Middle school fix essential in education

Tuesday, Dec. 6
December 6, 2011
Jake P. Lipari
December 8, 2011
Tuesday, Dec. 6
December 6, 2011
Jake P. Lipari
December 8, 2011

Another education advocacy group has stated the obvious; public schools are in trouble and need to undergo changes. The Atlanta-based Southern Regional Education Board said last week that the way to improve graduation rates is to change the way middle school is managed.


Grades six, seven and eight are typically when students decide for themselves how seriously they will take the remainder of their formal education.

A 16-state review by the 35-member SREB said waiting until high school to stress the importance of learning is too late to insure graduation and more importantly actual learning.


The good news is that in Louisiana, education administrators already know that.
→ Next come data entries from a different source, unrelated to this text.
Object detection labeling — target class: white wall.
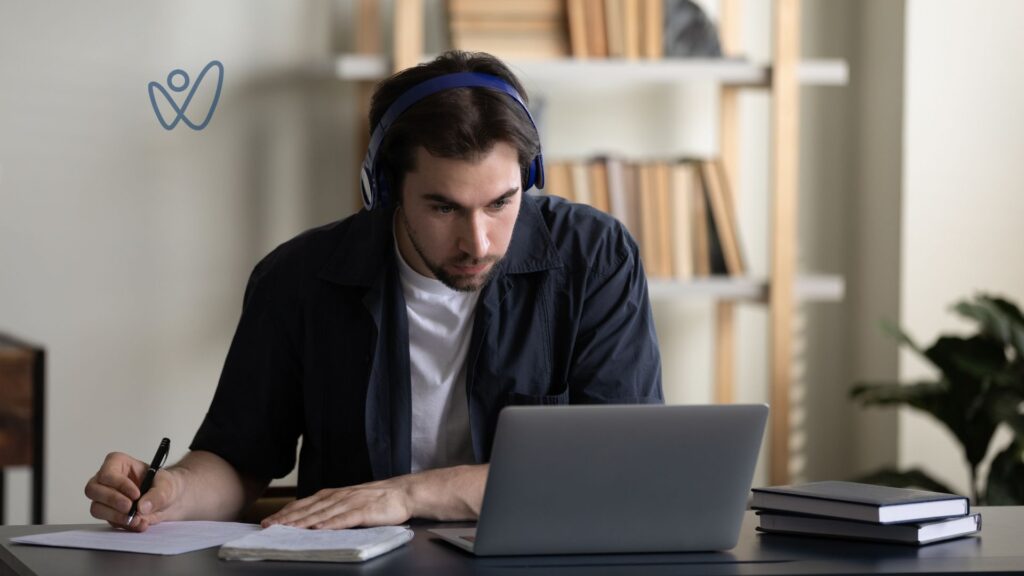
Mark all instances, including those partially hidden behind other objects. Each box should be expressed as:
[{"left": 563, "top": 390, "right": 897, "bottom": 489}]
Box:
[
  {"left": 0, "top": 0, "right": 354, "bottom": 523},
  {"left": 899, "top": 0, "right": 1024, "bottom": 493}
]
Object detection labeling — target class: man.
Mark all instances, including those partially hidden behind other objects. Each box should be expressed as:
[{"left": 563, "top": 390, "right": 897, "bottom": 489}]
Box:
[{"left": 85, "top": 51, "right": 663, "bottom": 531}]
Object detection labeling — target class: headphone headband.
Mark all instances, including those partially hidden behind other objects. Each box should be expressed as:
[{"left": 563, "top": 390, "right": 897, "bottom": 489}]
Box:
[{"left": 360, "top": 72, "right": 544, "bottom": 210}]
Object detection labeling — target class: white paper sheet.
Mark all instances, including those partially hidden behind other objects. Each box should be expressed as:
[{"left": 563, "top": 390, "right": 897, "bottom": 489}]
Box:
[{"left": 10, "top": 521, "right": 260, "bottom": 554}]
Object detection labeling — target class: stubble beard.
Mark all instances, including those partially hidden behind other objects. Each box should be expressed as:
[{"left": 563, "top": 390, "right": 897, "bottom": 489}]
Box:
[{"left": 398, "top": 207, "right": 503, "bottom": 292}]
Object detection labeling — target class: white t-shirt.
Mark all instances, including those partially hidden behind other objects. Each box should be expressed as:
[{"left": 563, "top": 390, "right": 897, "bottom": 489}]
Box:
[{"left": 395, "top": 234, "right": 480, "bottom": 472}]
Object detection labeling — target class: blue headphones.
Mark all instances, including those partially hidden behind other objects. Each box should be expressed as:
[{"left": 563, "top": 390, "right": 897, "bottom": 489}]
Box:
[{"left": 360, "top": 72, "right": 544, "bottom": 210}]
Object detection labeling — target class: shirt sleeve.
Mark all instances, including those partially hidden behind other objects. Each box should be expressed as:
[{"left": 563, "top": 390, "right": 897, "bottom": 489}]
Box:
[
  {"left": 568, "top": 228, "right": 665, "bottom": 404},
  {"left": 189, "top": 253, "right": 302, "bottom": 480}
]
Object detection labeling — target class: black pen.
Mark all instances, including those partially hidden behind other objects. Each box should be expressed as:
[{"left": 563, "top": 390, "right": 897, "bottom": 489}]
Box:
[{"left": 125, "top": 438, "right": 171, "bottom": 528}]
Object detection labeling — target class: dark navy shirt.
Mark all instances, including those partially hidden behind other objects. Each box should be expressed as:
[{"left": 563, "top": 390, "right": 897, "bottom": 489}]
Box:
[{"left": 190, "top": 195, "right": 664, "bottom": 497}]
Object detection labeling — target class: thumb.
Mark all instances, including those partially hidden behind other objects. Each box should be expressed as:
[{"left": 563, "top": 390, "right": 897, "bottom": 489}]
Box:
[{"left": 138, "top": 469, "right": 177, "bottom": 512}]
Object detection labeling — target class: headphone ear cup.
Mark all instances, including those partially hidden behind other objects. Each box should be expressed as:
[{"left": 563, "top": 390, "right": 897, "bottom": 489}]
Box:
[
  {"left": 359, "top": 163, "right": 377, "bottom": 210},
  {"left": 376, "top": 167, "right": 391, "bottom": 207},
  {"left": 526, "top": 154, "right": 544, "bottom": 190}
]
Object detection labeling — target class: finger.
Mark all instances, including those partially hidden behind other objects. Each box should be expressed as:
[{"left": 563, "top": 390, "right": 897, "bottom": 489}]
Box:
[
  {"left": 288, "top": 500, "right": 356, "bottom": 528},
  {"left": 85, "top": 482, "right": 132, "bottom": 513},
  {"left": 89, "top": 502, "right": 139, "bottom": 529},
  {"left": 138, "top": 470, "right": 174, "bottom": 516},
  {"left": 261, "top": 490, "right": 344, "bottom": 526},
  {"left": 312, "top": 509, "right": 375, "bottom": 530},
  {"left": 93, "top": 452, "right": 145, "bottom": 500}
]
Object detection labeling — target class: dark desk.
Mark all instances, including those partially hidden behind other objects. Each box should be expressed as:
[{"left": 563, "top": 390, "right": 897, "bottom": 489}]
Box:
[{"left": 6, "top": 506, "right": 1024, "bottom": 576}]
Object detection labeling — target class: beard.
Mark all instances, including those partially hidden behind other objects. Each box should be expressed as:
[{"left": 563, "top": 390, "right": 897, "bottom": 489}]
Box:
[{"left": 398, "top": 208, "right": 504, "bottom": 292}]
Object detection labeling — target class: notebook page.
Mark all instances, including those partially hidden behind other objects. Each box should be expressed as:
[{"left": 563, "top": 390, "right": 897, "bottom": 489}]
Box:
[{"left": 11, "top": 521, "right": 260, "bottom": 554}]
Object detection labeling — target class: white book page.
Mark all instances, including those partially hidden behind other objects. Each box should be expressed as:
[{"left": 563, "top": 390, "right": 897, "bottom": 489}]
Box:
[
  {"left": 10, "top": 521, "right": 260, "bottom": 554},
  {"left": 224, "top": 524, "right": 410, "bottom": 551}
]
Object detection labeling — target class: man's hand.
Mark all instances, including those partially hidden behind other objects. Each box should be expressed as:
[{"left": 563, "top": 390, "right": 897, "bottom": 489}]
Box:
[
  {"left": 85, "top": 452, "right": 178, "bottom": 532},
  {"left": 85, "top": 450, "right": 269, "bottom": 532},
  {"left": 261, "top": 464, "right": 488, "bottom": 530},
  {"left": 261, "top": 476, "right": 413, "bottom": 530}
]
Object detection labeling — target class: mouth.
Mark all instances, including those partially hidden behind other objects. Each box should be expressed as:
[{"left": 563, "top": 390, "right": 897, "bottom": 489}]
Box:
[{"left": 450, "top": 262, "right": 490, "bottom": 276}]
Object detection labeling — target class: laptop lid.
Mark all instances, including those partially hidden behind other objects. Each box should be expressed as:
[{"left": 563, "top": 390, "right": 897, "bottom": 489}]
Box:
[{"left": 473, "top": 405, "right": 768, "bottom": 556}]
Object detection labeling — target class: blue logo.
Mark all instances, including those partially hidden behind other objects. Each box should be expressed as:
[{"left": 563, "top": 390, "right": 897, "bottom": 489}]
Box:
[{"left": 150, "top": 60, "right": 224, "bottom": 130}]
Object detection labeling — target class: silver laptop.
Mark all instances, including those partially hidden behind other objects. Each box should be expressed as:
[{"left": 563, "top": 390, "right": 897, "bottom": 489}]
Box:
[{"left": 431, "top": 404, "right": 768, "bottom": 556}]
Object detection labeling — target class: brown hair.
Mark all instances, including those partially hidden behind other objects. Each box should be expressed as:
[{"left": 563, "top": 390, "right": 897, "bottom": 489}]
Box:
[{"left": 370, "top": 50, "right": 541, "bottom": 203}]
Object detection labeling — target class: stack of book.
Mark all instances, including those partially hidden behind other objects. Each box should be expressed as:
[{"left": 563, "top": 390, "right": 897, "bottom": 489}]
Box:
[
  {"left": 751, "top": 482, "right": 981, "bottom": 545},
  {"left": 544, "top": 156, "right": 746, "bottom": 280},
  {"left": 447, "top": 0, "right": 569, "bottom": 59},
  {"left": 447, "top": 0, "right": 665, "bottom": 59}
]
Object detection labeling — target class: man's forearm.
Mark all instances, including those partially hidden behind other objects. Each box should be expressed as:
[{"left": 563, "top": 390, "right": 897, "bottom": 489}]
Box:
[
  {"left": 403, "top": 464, "right": 490, "bottom": 521},
  {"left": 166, "top": 450, "right": 268, "bottom": 521}
]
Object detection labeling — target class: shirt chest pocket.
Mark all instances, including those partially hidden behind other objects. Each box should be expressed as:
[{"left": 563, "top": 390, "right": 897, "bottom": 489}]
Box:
[{"left": 477, "top": 276, "right": 568, "bottom": 405}]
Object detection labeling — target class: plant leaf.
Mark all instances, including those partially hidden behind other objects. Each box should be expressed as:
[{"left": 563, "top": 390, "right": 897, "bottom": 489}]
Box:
[
  {"left": 953, "top": 295, "right": 1024, "bottom": 358},
  {"left": 985, "top": 438, "right": 1024, "bottom": 506},
  {"left": 853, "top": 467, "right": 953, "bottom": 494}
]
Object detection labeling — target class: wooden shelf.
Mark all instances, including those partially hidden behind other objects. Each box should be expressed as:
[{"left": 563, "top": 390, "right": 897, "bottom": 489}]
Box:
[
  {"left": 648, "top": 275, "right": 846, "bottom": 302},
  {"left": 334, "top": 54, "right": 850, "bottom": 88}
]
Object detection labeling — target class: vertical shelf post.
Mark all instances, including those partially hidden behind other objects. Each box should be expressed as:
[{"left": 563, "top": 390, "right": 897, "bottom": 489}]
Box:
[
  {"left": 768, "top": 0, "right": 800, "bottom": 485},
  {"left": 715, "top": 0, "right": 740, "bottom": 404},
  {"left": 391, "top": 0, "right": 423, "bottom": 72},
  {"left": 352, "top": 0, "right": 381, "bottom": 212}
]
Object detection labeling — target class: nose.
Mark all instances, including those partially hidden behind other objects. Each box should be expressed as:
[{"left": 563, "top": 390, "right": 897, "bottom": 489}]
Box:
[{"left": 459, "top": 213, "right": 490, "bottom": 259}]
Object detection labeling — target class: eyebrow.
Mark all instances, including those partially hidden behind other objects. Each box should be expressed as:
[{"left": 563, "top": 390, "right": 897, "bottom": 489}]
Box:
[{"left": 423, "top": 187, "right": 519, "bottom": 208}]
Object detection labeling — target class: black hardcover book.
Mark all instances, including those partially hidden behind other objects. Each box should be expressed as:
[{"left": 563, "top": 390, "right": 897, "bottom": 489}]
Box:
[
  {"left": 758, "top": 511, "right": 981, "bottom": 545},
  {"left": 751, "top": 481, "right": 971, "bottom": 524}
]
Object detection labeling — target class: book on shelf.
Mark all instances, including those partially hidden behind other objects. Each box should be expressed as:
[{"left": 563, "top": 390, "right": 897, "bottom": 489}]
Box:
[
  {"left": 584, "top": 0, "right": 608, "bottom": 58},
  {"left": 690, "top": 158, "right": 713, "bottom": 276},
  {"left": 640, "top": 0, "right": 665, "bottom": 59},
  {"left": 651, "top": 162, "right": 677, "bottom": 278},
  {"left": 587, "top": 158, "right": 611, "bottom": 213},
  {"left": 569, "top": 162, "right": 594, "bottom": 206},
  {"left": 751, "top": 481, "right": 971, "bottom": 524},
  {"left": 604, "top": 0, "right": 626, "bottom": 58},
  {"left": 757, "top": 510, "right": 981, "bottom": 545},
  {"left": 447, "top": 0, "right": 571, "bottom": 58},
  {"left": 671, "top": 162, "right": 697, "bottom": 280},
  {"left": 565, "top": 0, "right": 590, "bottom": 58},
  {"left": 700, "top": 160, "right": 744, "bottom": 276},
  {"left": 637, "top": 162, "right": 665, "bottom": 278},
  {"left": 544, "top": 155, "right": 745, "bottom": 280},
  {"left": 217, "top": 524, "right": 413, "bottom": 562}
]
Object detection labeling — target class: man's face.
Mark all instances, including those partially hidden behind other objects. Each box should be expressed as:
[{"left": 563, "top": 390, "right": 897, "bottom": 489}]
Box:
[{"left": 395, "top": 142, "right": 522, "bottom": 292}]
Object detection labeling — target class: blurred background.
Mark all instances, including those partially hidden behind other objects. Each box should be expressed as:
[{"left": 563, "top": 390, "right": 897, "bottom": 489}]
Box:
[{"left": 0, "top": 0, "right": 1024, "bottom": 524}]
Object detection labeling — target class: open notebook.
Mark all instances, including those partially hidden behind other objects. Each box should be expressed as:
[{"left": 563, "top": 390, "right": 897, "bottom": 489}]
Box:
[{"left": 217, "top": 525, "right": 413, "bottom": 562}]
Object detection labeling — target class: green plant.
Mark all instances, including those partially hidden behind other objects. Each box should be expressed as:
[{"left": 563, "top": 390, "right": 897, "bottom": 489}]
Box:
[{"left": 850, "top": 295, "right": 1024, "bottom": 504}]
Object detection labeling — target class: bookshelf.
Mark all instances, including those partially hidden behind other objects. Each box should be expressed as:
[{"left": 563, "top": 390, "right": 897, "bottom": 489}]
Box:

Superintendents from Terrebonne, Lafourche and St. Mary parishes have all said that much of their new approach to learning and standardized testing has focused on lower grade levels with the intention of instilling skills that will lead to graduation.


Louisiana’s current graduation rate is at an embarrassing 67.4 percent. State law passed in 2009 mandates that level be improved to 80 percent by 2014. That is an improvement, but still not something to brag about.

The SREB report noted that in southern states only 28 percent of students tested scored at a level of proficiency in reading. Only 29 percent did so in math.


The SREB answers such conditions by advising that:


• Teachers and administrators undergo training to focus on middle school

• Middle schools focus on engineering, literacy, math, science and technology


• States aim at having 90 percent of eighth graders graduate high school

• Eighty percent of graduates secure post secondary training

• And 66 percent of them complete college or career training

We believe more measures should be added:

• Allow administrators and teachers, not legislators and bureaucrats, to teach in the classroom

• Eliminate teaching simply to pass standardized tests and focus on practical subjects

• Stop selling the idea that moving from an F to an F+ is a major accomplishment

• Instill rewards for those making the grade, among teachers and pupils, and consequences for those that do not

Until public education becomes results oriented and eliminates the practice of modifying facts to make everyone feel better about whom they are, no genuine educating will take place at any level.

There still is much for legislators and advocates who impact educators to learn.